What we have here is some true sadness.
This is not normal in the NBA. Players of Beal's caliber have usually forced their way out of town by now. Beal could have walked, but he decided to try and make things work in Washington when he signed a two-year extension ahead of last season that will keep him in Washington through 2023. This was a mistake that becomes clearer every day. So now he must make a decision. Does he do take the Harden path and make the Wizards trade him? Or does he embrace the sadness and despair like he's living a grunge album, circa 1995?
The longer he goes without doing the normal unhappy NBA star thing, the more the 2020-2021 Washington Wizards' season sounds like a Smashing Pumpkins album. Let's call it Bradley Beal and the Infinite Sadness.

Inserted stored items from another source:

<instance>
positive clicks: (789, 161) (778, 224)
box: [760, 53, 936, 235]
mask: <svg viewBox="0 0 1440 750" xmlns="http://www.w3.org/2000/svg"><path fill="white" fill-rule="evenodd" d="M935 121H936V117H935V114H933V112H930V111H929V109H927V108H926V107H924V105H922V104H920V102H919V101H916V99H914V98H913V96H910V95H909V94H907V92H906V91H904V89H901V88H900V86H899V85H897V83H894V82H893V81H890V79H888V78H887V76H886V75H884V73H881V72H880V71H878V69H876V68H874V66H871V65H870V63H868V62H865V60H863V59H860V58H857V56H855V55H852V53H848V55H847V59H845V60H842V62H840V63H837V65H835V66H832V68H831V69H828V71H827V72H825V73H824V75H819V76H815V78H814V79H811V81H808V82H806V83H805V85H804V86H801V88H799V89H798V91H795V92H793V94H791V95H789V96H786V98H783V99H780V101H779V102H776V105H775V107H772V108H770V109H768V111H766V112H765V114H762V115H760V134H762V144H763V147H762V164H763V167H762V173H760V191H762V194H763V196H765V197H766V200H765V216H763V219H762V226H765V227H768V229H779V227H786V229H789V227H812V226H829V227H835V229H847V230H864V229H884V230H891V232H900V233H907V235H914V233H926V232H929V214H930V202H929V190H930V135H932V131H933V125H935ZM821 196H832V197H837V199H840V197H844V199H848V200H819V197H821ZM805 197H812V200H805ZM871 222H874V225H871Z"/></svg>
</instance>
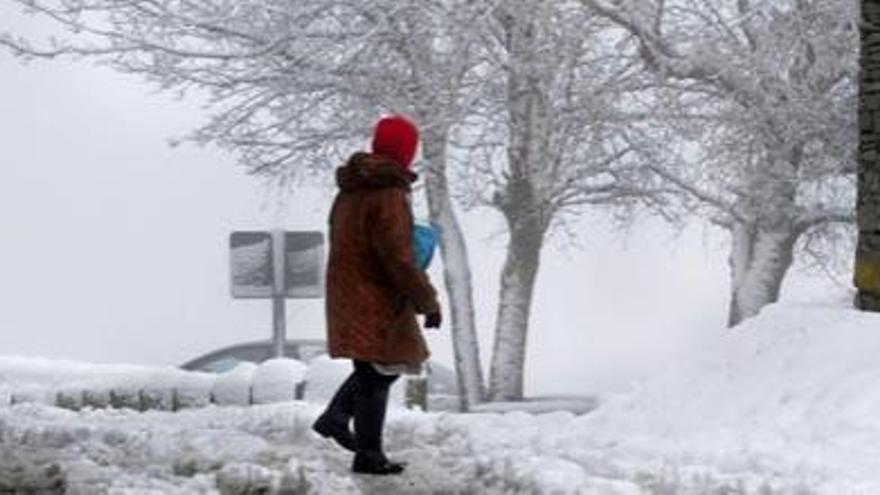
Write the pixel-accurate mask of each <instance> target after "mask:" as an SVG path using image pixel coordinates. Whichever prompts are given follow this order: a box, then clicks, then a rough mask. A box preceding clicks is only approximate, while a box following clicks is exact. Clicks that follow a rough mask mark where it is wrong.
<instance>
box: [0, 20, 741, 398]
mask: <svg viewBox="0 0 880 495" xmlns="http://www.w3.org/2000/svg"><path fill="white" fill-rule="evenodd" d="M3 10H8V7H2V8H0V17H2V16H3V15H4V12H3ZM2 27H3V26H0V28H2ZM35 30H36V32H39V29H38V28H31V32H34V31H35ZM205 116H206V113H205V110H204V109H202V108H201V106H200V102H198V101H192V100H189V101H184V102H181V101H176V100H174V99H173V98H171V97H170V96H169V95H166V94H160V93H156V92H155V91H154V89H153V88H152V87H150V86H148V85H146V84H144V83H142V82H141V81H140V80H138V79H136V78H134V77H131V76H124V75H121V74H118V73H115V72H112V71H110V70H109V69H106V68H97V67H95V66H94V65H92V64H90V63H83V62H80V63H74V62H57V61H56V62H41V61H38V62H34V63H31V64H29V65H22V64H21V63H20V62H19V61H17V60H15V59H13V58H12V57H11V56H10V55H8V54H6V53H3V52H0V133H2V134H0V135H2V140H0V142H2V143H3V145H2V147H0V228H2V231H3V238H2V241H3V242H2V248H0V355H24V356H46V357H65V358H71V359H77V360H85V361H92V362H126V363H144V364H180V363H181V362H183V361H186V360H188V359H190V358H192V357H195V356H197V355H199V354H201V353H203V352H207V351H210V350H213V349H215V348H217V347H220V346H225V345H228V344H232V343H236V342H241V341H246V340H253V339H261V338H267V337H268V336H269V335H270V325H271V323H270V313H269V310H270V305H269V302H268V301H237V300H232V299H231V298H230V296H229V273H228V253H227V237H228V235H229V233H230V232H231V231H232V230H260V229H269V228H284V229H288V230H297V229H308V230H311V229H319V230H323V229H324V225H325V223H326V221H325V220H326V214H327V207H328V205H329V202H330V200H331V199H332V191H331V190H325V189H314V188H312V189H310V190H305V191H298V192H296V193H294V194H292V195H288V196H286V197H284V200H285V201H283V202H280V201H279V197H278V195H277V194H275V195H273V194H271V192H270V191H269V190H267V189H265V188H264V187H263V186H262V185H261V184H260V183H259V182H257V181H256V180H255V179H253V178H251V177H248V176H246V175H245V174H244V173H243V171H242V169H241V168H240V167H239V166H237V165H236V163H235V160H234V157H233V156H230V155H226V154H224V153H222V152H220V151H218V150H216V149H199V148H196V147H194V146H190V145H187V146H183V147H179V148H171V147H169V146H168V144H167V141H168V140H169V139H170V138H173V137H179V136H181V135H183V134H185V133H186V132H187V131H189V130H192V129H193V128H195V127H196V126H197V125H198V124H199V123H200V122H202V121H203V120H204V119H205ZM365 145H366V143H365ZM352 151H354V150H352ZM328 173H329V172H328ZM463 220H464V223H465V228H466V234H467V236H468V242H469V247H470V249H471V251H472V253H471V258H472V261H473V262H474V265H475V266H478V267H479V269H478V270H475V273H474V277H475V280H474V283H475V292H476V298H477V306H478V307H477V309H478V320H479V323H480V337H481V343H482V349H481V350H482V357H483V364H484V366H487V365H488V362H489V357H490V351H491V338H492V330H493V327H492V324H493V322H494V317H495V302H496V300H497V288H498V275H499V269H500V266H501V263H502V261H503V255H504V250H503V241H504V238H503V224H502V222H501V219H500V218H499V217H498V216H497V215H496V214H494V213H493V212H490V211H477V212H473V213H469V214H467V215H465V216H464V218H463ZM576 231H577V232H578V238H577V242H578V243H579V247H578V248H573V247H567V244H568V243H567V242H562V238H561V237H556V238H554V239H553V241H552V242H551V243H550V245H549V246H548V247H547V249H546V250H545V252H544V256H543V259H542V268H541V273H540V276H539V281H538V288H537V296H536V297H537V300H536V302H535V308H534V311H533V320H532V321H533V325H532V329H531V333H530V335H529V354H528V359H527V382H526V386H527V393H558V392H589V391H592V390H595V389H598V388H601V387H602V386H605V385H606V382H608V381H609V380H611V381H617V382H620V379H621V377H626V376H629V375H628V373H629V371H630V370H637V369H641V368H643V366H642V364H643V363H645V362H646V361H647V362H652V363H653V364H658V363H660V364H662V362H663V361H664V360H669V359H676V358H677V357H676V356H677V354H676V353H675V351H677V350H679V349H680V348H681V346H682V345H683V343H684V342H688V341H691V340H693V337H694V336H695V335H698V334H700V333H701V332H716V331H720V329H721V328H722V327H723V324H724V322H725V318H726V309H727V308H726V304H727V300H726V296H727V279H726V277H727V266H726V261H725V252H724V250H725V244H724V240H725V238H724V236H723V235H722V234H720V233H718V232H717V231H713V230H707V229H704V228H702V227H700V226H698V225H697V226H695V227H693V228H689V229H687V230H686V231H685V232H684V233H682V234H680V235H678V234H676V233H675V232H674V231H672V229H670V228H668V227H666V226H665V225H663V224H662V223H660V222H659V221H645V222H641V223H640V224H639V225H638V226H637V228H636V229H634V232H633V233H632V234H631V235H630V237H629V238H628V240H623V238H624V236H623V235H622V234H619V233H615V232H614V231H613V229H611V228H609V227H608V226H607V223H606V222H604V221H603V220H602V219H601V217H600V216H587V217H585V218H584V219H583V221H581V222H580V223H579V224H578V225H577V228H576ZM435 265H436V264H435ZM439 269H440V267H439V266H434V267H433V269H432V274H433V277H432V278H433V280H434V281H435V282H436V283H437V284H440V283H441V281H442V277H441V276H440V273H441V272H440V271H439ZM322 311H323V308H322V302H321V301H291V302H290V303H289V307H288V317H289V335H290V336H291V337H296V336H302V337H323V331H324V330H323V321H322ZM448 332H449V329H448V327H447V328H444V329H442V330H440V331H439V332H435V331H428V333H427V335H428V337H429V344H430V346H431V348H432V351H433V353H434V356H435V358H437V359H438V360H439V361H441V362H445V363H447V364H451V344H450V342H449V339H448ZM618 385H619V383H618Z"/></svg>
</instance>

It would feature songs called "Washington Bullet With Butterfly Wings."
"1979," a song about the last year the Wizards were competitive.
"Thirty Three," the number of points Beal will end up averaging. He is currently having one of the ten best scoring seasons in NBA history. After putting up 47 on Wednesday night, Beal leads the league with 35.4 points per game. That was Kobe Bryant's career high scoring average. Last season when James Harden was averaging 38 a couple months into the season, I took a look at numbers this big in a historical context. It's basically just absurd. Even if he cools off as the season goes along, he'll probably end up with one of the 50 best individual scoring seasons ever.
"Tonight Tonight," a song about his misguided faith in the Wizards.
"Here is No Why, about the Russell Westbrook trade.
"F*** You (An Ode to No One)" a tribute to the entire organization that put this team together.
"Tales of a Scorched Earth," about an alternate timeline of what would happen if Beal did decide he had to get out of town.
"Zero," about the secret Gilbert Arenas' jersey retirement ceremony.
And finally, "Farewell and Goodnight."
See how perfectly fitting this album, released when Beal was just two-years-old, fits his current situation? Beal's career has been extraordinary. Blessed and cursed, but never won. He knew exactly where he was when he signed that deal. This infinite sadness is his.